Of the total volume requests for user data, the US (50 741) continues to submit the largest number of requests, followed by India (4 144), the UK (2 337), Germany (2 068) and France (1 598). South Africa had 14 requests.

Guy Rosen, VP for integrity at Facebook, says: “In this report, we are adding prevalence metrics for content that violates our suicide and self-injury and regulated goods (illicit sales of firearms and drugs) policies for the first time. Because we care most about how often people may see content that violates our policies, we measure prevalence, or the frequency at which people may see this content on our services.

“For the policy areas addressing the most severe safety concerns – child nudity and sexual exploitation of children, regulated goods, suicide and self-injury, and terrorist propaganda – the likelihood that people view content that violates these policies is very low, and we remove much of it before people see it.”

Fakebook?

CEO Mark Zuckerberg says the high number of fake Facebook accounts should be seen in the context of the good work the company is doing to flag the accounts.

During a call with global media yesterday, Zuckerberg said: “Because our numbers are high doesn't mean there's that much more harmful content. It just means we're working harder to identify this content and that's why it's higher."

Facebook says it strives to be open and proactive in the way it safeguard users’ privacy, security and access to information online.

Rosen comments: “For the first time, we are sharing data on how we are doing at enforcing our policies on Instagram.

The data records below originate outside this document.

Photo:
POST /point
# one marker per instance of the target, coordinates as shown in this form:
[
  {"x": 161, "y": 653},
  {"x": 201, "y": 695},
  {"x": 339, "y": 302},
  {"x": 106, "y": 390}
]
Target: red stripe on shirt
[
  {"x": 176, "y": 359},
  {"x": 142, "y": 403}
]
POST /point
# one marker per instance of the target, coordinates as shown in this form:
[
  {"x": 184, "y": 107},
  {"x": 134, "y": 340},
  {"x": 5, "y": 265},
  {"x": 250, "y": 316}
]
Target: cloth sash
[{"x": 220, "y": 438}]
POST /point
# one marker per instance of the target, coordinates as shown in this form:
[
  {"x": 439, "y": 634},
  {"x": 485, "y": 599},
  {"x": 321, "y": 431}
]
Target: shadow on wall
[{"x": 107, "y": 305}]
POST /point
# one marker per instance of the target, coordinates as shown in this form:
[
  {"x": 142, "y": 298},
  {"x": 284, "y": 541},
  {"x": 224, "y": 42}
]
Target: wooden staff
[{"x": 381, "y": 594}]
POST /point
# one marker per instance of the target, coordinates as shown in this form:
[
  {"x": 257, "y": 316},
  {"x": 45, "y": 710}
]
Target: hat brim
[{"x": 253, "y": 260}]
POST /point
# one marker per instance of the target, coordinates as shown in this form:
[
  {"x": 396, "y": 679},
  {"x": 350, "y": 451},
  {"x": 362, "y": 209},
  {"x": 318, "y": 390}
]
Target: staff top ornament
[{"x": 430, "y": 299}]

In this first report for Instagram, we are providing data on four policy areas: child nudity and child sexual exploitation; regulated goods – specifically, illicit firearm and drug sales; suicide and self-injury; and terrorist propaganda.

“For child nudity and sexual exploitation of children, we made improvements to our processes for adding violations to our internal database in order to detect and remove additional instances of the same content shared on both Facebook and Instagram, enabling us to identify and remove more violating content.”

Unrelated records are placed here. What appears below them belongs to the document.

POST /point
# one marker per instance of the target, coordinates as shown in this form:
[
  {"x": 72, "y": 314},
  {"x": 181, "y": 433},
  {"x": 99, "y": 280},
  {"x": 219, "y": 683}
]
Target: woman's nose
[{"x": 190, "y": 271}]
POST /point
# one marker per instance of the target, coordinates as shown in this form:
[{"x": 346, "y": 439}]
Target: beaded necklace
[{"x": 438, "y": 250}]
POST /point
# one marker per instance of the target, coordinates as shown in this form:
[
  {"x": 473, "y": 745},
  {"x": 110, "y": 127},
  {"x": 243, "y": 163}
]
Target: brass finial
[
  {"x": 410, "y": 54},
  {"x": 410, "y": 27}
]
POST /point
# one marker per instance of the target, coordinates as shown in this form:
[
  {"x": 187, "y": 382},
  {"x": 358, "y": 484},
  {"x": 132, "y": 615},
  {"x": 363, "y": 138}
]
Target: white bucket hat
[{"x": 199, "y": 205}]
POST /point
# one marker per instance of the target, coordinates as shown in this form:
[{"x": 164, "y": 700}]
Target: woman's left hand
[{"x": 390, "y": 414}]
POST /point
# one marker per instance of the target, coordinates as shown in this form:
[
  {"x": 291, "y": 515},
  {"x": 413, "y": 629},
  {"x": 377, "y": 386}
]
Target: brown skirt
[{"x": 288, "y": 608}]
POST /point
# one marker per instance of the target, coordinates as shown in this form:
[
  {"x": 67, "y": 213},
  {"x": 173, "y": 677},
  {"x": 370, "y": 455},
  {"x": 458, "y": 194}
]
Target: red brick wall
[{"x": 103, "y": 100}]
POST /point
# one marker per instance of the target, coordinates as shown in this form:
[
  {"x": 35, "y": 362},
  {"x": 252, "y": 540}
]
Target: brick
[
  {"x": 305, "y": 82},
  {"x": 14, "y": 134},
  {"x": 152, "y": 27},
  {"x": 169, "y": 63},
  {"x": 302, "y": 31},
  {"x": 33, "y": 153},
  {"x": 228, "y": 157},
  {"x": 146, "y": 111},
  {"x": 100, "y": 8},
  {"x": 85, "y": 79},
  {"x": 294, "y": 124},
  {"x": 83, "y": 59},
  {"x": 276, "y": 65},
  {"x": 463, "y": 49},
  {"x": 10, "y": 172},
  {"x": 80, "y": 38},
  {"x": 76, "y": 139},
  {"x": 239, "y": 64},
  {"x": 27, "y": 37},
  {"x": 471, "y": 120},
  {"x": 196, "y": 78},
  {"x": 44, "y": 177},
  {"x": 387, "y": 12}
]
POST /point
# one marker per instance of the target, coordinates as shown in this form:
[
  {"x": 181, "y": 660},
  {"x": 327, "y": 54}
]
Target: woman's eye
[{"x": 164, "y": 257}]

On Facebook, in the third quarter, the company removed about 11.6 million pieces of content, up from the first quarter when it removed about 5.8 million.

“Over the last four quarters, we proactively detected over 99% of the content we remove for violating this policy. While we are including data for Instagram for the first time, we have made progress increasing content actioned and the proactive rate in this area within the last two quarters,” Rosen says.

Cutting the hate

The social media company said over the last two years, it invested in proactive detection of hate speech so that harmful content is removed before people report it.

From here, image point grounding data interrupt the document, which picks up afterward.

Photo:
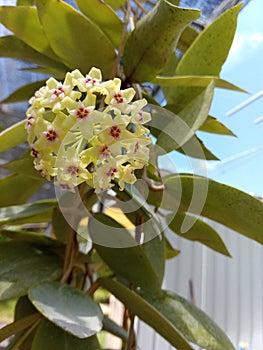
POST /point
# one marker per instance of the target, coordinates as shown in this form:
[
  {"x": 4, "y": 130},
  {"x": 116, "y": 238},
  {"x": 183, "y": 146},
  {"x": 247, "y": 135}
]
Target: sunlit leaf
[
  {"x": 11, "y": 46},
  {"x": 199, "y": 232},
  {"x": 214, "y": 126},
  {"x": 23, "y": 93},
  {"x": 148, "y": 48},
  {"x": 22, "y": 266},
  {"x": 124, "y": 256},
  {"x": 40, "y": 211},
  {"x": 103, "y": 15},
  {"x": 229, "y": 206},
  {"x": 146, "y": 312},
  {"x": 49, "y": 336},
  {"x": 17, "y": 189},
  {"x": 78, "y": 42},
  {"x": 196, "y": 326},
  {"x": 23, "y": 21},
  {"x": 68, "y": 308}
]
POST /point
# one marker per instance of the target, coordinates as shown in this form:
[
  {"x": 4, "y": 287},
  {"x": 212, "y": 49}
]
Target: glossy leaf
[
  {"x": 214, "y": 126},
  {"x": 23, "y": 21},
  {"x": 116, "y": 4},
  {"x": 68, "y": 308},
  {"x": 40, "y": 211},
  {"x": 194, "y": 81},
  {"x": 24, "y": 93},
  {"x": 148, "y": 48},
  {"x": 17, "y": 326},
  {"x": 124, "y": 256},
  {"x": 13, "y": 136},
  {"x": 196, "y": 326},
  {"x": 22, "y": 266},
  {"x": 103, "y": 15},
  {"x": 11, "y": 46},
  {"x": 146, "y": 312},
  {"x": 181, "y": 128},
  {"x": 78, "y": 42},
  {"x": 205, "y": 56},
  {"x": 17, "y": 189},
  {"x": 199, "y": 231},
  {"x": 229, "y": 206},
  {"x": 49, "y": 336},
  {"x": 23, "y": 165}
]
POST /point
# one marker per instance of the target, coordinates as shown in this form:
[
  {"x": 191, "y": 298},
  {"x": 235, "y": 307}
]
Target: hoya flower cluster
[{"x": 74, "y": 139}]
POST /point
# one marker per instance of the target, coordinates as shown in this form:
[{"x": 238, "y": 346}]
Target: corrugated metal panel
[{"x": 228, "y": 290}]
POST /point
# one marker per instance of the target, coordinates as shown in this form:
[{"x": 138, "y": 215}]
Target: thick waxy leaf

Rosen explains: “Our detection techniques include text and image matching, which means we’re identifying images and identical strings of text that have already been removed as hate speech, and machine learning classifiers that look at things like language, as well as the reactions and comments to a post, to assess how closely it matches common phrases, patterns and attacks that we’ve seen previously in content that violates our policies against hate.

“Initially, we’ve used these systems to proactively detect potential hate speech violations and send them to our content review teams since people can better assess context where AI cannot.

“Starting in second quarter of 2019, thanks to continued progress in our systems’ abilities to correctly detect violations, we began removing some posts automatically, but only when content is either identical or near-identical to text or images previously removed by our content review team as violating our policy, or where content very closely matches common attacks that violate our policy.”

Facebook says it does this in select instances, and it has only been possible because its automated systems have been trained on hundreds of thousands, if not millions, of different examples of violating content and common attacks.

“In all other cases when our systems proactively detect potential hate speech, the content is still sent to our review teams to make a final determination. With these evolutions in our detection systems, our proactive rate has climbed to 80%, from 68% in our last report, and we’ve increased the volume of content we find and remove for violating our hate speech policy,” Rosen says.